We believe the significance of the work presented here stems from several factors. First, our results clearly demonstrate the benefit of a combined short and long reads analysis. Second, we are painfully aware that long reads RNA sequencing is a fast evolving technology with more algorithms and improved protocols or assays frequently announced by researchers or companies. Thus, a second significant component of this work is that the pipeline we developed here can be used to independently assess any newly released long reads algorithm or technology either by the developers themselves or interested users. Naturally, the introduction of new results or new technology tend to suffer from a strong confirmation bias, focusing on what is new or improved. For transcriptomics, researchers may consequently conclude long reads subsumes short reads data. However, the picture we draw here is more complex. Thus, we view the ability to easily and independently compare technologies’ output using our pipeline, as well as the results we already provide, as key for genomics researchers to make informed decisions. A third significant component of this work is MAJIQ-L with the VOILA V3 visualization package to allow researchers to perform integrated long and short reads analysis.

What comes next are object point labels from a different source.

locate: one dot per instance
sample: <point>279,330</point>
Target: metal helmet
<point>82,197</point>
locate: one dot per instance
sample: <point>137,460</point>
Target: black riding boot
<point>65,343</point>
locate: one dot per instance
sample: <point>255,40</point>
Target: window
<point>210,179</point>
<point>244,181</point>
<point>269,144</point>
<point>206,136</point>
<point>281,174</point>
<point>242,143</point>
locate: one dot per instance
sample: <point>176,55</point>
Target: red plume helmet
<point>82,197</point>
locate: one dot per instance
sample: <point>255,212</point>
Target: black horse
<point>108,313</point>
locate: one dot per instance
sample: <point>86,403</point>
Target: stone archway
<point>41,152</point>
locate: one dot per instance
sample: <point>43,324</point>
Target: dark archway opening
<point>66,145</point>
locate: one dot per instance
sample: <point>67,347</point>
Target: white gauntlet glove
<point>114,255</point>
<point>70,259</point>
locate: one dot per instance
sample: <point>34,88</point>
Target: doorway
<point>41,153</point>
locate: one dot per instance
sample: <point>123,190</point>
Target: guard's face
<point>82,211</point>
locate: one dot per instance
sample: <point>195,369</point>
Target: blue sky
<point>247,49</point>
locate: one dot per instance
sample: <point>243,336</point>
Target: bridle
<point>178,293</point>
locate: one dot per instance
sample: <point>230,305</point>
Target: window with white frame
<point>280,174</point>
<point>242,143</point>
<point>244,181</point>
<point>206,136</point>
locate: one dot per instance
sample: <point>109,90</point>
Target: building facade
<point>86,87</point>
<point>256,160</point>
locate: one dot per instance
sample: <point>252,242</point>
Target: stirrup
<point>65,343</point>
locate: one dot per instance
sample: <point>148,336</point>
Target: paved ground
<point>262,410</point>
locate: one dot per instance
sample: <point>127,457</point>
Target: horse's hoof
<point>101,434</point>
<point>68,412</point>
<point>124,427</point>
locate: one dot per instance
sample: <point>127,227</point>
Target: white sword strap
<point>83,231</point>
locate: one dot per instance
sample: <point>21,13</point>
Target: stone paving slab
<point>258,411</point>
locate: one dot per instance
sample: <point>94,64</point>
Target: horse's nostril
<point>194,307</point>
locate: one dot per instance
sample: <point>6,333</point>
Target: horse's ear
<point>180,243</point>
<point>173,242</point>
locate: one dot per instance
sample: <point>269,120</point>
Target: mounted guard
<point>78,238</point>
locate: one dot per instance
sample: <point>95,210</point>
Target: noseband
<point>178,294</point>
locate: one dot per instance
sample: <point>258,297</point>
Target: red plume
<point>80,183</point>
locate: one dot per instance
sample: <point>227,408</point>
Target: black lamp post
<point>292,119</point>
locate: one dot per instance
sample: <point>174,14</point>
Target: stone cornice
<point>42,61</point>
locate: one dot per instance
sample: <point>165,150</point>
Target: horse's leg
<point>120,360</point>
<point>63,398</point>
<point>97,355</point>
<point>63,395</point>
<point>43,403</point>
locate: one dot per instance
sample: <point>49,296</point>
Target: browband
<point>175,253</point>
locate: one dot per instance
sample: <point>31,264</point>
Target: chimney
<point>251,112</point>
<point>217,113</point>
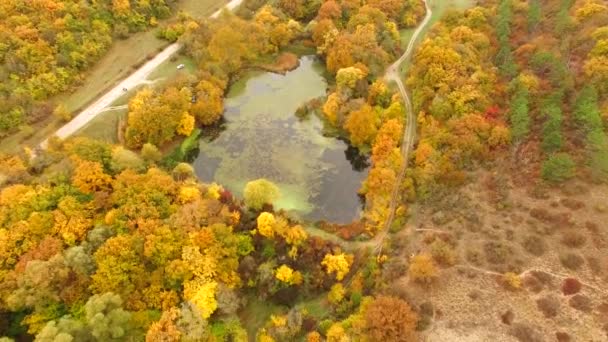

Our analysis points to several key conclusions. First, to answer many scientific questions researchers may be best served by short and long reads combined analysis, possibly utilizing existing short reads data, and a two stage approach - initial discovery with short reads, then focused targeted sequencing with long reads of specific genes of interest. The higher costs of long reads sequencing further points to the utility of such an approach. Moreover, our results clearly show that costly deeper long reads sequencing alone may not be an effective solution. Rather, researcher who want a more complete transcriptomic view from long reads should aim to extend the length of the long reads. We note that this result is directly coupled with the library preparation protocols typically used in the application of each sequencing technology: Random primed, dUTP stranded protocol for Illumina, vs a template switching one which is the standard long reads cDNA protocol. While direct RNA sequencing protocols are available and have been shown to avoid RT artifact such as ‘falsitrons’²⁵, the length of the consequent reads remain similar. Thus, improving the length distribution or coverage across transcripts body remain an important direction for future technology improvement.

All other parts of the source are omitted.